In 1875 Charleston had a population that was 57% black, with a Charleston County population that was 73% black. Having had a tradition of a well-established class of free people of color in the city, African Americans organized to defend themselves during this volatile period.

By suppressing the black majority in Edgefield County and election fraud (2,000 more votes were counted than the total number of registered voters in the county), the Democrats elected Wade Hampton III as the Democratic candidate by a narrow margin of slightly more than 1100 votes statewide. They also carried the state legislature.

==July==

===Hamburg massacre===

Located across the Savannah River from Augusta, the small majority-black town of Hamburg in Aiken County was the site of a confrontation on Independence Day between white slaveholders and a unit of the Hamburg National Guard, made up of freedmen, who were parading. The slaveholders went to court to complain of being blocked on the street; their attorney demanded the militia give up their arms, which they refused to do. Trying to escape that night, two freedmen were killed by white paramilitary. The whites captured about two dozen blacks and formed a Dead Ring. They murdered four blacks outright that night on July 8 and wounded several more. Ben Tillman led one of the paramilitary groups and established renown for promoting white supremacy. Word of the events at Hamburg traveled throughout the state. A Coroner's jury indicted 94 white men in the attack, including "M. C. Butler, Benjamin R. Tillman, A. P. Butler and others of the most prominent men in Aiken and Edgefield Counties, South Carolina, and Richmond County, Georgia" but it appears they were never prosecuted.

==September==

===Charleston===
By September, Charleston seethed with political activity.
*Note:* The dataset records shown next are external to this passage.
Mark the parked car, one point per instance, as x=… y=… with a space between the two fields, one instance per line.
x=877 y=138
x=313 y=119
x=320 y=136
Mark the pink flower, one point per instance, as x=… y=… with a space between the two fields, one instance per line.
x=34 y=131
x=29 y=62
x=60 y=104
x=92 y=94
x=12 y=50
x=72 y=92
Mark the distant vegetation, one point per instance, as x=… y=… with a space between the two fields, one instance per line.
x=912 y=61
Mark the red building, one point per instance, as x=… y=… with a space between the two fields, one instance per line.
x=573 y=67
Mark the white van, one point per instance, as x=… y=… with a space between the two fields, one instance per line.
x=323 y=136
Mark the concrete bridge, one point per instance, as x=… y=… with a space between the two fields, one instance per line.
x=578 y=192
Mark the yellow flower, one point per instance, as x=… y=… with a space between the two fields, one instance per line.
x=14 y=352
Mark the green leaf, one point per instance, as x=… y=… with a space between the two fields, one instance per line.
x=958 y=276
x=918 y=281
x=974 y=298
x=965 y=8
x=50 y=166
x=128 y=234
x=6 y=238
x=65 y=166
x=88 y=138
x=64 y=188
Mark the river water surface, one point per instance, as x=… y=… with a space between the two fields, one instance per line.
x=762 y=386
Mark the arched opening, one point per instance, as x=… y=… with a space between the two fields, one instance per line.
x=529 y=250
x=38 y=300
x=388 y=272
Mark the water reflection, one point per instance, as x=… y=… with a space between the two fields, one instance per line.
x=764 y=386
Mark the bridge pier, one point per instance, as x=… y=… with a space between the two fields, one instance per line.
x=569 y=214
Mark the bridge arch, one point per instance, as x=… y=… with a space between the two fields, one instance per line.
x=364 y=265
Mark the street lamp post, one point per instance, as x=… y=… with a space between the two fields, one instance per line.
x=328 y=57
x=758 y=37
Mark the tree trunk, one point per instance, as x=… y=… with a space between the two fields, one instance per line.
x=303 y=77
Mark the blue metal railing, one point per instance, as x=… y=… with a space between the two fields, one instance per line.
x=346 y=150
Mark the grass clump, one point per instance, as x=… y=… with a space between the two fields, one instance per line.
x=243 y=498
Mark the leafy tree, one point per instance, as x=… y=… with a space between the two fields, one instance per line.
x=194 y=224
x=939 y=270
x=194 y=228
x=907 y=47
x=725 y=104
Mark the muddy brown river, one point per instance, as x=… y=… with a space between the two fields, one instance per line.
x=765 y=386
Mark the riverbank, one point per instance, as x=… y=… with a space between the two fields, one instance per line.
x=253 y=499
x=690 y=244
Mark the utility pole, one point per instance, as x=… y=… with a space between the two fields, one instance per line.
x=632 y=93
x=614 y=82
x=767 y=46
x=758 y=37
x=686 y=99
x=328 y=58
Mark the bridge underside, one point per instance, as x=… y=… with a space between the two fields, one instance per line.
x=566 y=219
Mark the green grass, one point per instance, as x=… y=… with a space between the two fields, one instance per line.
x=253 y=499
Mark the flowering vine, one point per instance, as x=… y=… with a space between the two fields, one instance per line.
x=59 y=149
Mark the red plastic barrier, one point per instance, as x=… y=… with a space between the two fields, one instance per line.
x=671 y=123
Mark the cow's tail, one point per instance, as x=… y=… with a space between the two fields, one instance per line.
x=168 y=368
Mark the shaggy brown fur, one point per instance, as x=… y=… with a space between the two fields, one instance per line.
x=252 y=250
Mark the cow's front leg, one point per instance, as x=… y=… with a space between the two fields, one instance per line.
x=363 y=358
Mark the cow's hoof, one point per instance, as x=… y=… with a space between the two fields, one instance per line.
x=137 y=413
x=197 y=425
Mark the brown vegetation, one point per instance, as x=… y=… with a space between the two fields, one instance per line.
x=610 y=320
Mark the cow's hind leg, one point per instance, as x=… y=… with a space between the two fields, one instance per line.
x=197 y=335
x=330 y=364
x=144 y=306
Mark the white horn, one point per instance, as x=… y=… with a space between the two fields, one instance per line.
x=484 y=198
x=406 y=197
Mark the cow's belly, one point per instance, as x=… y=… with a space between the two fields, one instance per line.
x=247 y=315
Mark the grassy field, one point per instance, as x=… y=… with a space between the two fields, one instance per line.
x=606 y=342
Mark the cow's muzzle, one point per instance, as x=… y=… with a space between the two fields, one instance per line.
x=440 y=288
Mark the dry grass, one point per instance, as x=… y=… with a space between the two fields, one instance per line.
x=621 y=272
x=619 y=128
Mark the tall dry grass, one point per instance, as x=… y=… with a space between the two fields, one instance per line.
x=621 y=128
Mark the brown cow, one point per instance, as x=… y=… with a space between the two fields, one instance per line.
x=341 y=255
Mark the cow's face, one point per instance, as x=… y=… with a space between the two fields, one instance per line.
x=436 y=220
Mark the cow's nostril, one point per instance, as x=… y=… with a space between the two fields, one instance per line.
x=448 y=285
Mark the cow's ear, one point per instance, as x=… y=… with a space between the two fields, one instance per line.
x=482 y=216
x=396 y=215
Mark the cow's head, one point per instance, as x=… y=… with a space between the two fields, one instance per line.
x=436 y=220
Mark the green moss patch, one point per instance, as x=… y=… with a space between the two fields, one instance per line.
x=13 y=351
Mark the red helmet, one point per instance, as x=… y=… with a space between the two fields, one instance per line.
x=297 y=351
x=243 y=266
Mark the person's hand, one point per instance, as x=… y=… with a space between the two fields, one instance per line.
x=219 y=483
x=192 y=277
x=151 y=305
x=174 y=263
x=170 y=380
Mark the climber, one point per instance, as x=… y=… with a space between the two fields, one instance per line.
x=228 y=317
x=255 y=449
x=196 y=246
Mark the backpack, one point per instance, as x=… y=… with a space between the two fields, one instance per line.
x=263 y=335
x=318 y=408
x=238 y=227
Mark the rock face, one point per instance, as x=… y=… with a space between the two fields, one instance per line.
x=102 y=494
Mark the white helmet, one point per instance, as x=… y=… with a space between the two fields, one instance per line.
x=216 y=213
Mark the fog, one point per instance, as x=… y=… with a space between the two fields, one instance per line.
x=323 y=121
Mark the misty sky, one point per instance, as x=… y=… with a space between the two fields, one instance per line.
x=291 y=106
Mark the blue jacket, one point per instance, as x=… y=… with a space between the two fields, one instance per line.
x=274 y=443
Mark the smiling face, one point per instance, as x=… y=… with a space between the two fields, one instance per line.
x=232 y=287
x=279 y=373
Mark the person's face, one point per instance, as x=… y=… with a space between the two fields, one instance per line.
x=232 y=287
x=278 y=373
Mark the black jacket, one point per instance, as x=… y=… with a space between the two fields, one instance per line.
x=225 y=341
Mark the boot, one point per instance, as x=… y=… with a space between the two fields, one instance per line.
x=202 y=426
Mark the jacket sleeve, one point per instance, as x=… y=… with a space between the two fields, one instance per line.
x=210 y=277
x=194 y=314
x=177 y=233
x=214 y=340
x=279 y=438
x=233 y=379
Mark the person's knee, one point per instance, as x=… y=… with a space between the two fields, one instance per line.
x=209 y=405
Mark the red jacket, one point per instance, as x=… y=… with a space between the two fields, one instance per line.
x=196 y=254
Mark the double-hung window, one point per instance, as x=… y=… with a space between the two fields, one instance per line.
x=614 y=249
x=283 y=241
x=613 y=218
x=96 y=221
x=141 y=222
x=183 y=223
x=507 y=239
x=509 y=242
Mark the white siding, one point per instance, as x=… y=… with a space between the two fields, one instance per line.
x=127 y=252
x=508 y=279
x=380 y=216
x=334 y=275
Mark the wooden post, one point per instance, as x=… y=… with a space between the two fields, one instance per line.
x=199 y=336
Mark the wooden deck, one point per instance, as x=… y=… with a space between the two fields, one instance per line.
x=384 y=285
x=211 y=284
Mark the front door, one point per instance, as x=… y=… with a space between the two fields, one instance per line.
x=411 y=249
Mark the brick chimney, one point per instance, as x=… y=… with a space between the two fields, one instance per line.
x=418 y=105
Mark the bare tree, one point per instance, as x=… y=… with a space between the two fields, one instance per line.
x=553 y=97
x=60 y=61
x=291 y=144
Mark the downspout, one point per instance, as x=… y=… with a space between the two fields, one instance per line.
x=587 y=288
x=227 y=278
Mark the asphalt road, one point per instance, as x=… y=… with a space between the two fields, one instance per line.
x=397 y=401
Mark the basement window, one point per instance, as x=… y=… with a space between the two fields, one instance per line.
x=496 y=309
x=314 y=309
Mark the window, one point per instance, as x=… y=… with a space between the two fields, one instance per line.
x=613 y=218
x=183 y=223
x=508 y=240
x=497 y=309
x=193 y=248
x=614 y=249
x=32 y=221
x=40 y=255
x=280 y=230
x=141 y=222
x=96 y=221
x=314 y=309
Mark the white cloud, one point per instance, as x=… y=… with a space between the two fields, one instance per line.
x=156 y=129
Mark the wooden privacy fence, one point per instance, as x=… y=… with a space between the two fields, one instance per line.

Following two Democratic meetings earlier in the week in which blacks explained why they had left the Republican Party, on the night of September 6 in Charleston, a black Democratic club held a meeting at Archer's Hall on King Street. Two black speakers, including J.R. Jenkins, criticized the Republicans, including an insult to black women. After the meeting white Democrats escorted the last speaker from the meeting, and they were followed by Republicans who had heard the speech. The whites fired a pistol above the heads of gathering black Republicans but that attracted more African Americans, and fighting started. US troops escorted the black Democrats to safety, but the whites and police were outnumbered and could not quell the mob. Blacks continued to roam, looting on King Street and nearby, as the outnumbered police (a mixed group racially) could not quell their activity. They were escorted safely to The Citadel grounds at Marion Square. Unusually, more whites than blacks were injured in this riot; the one white death was attributed to a mistaken shot by a white man.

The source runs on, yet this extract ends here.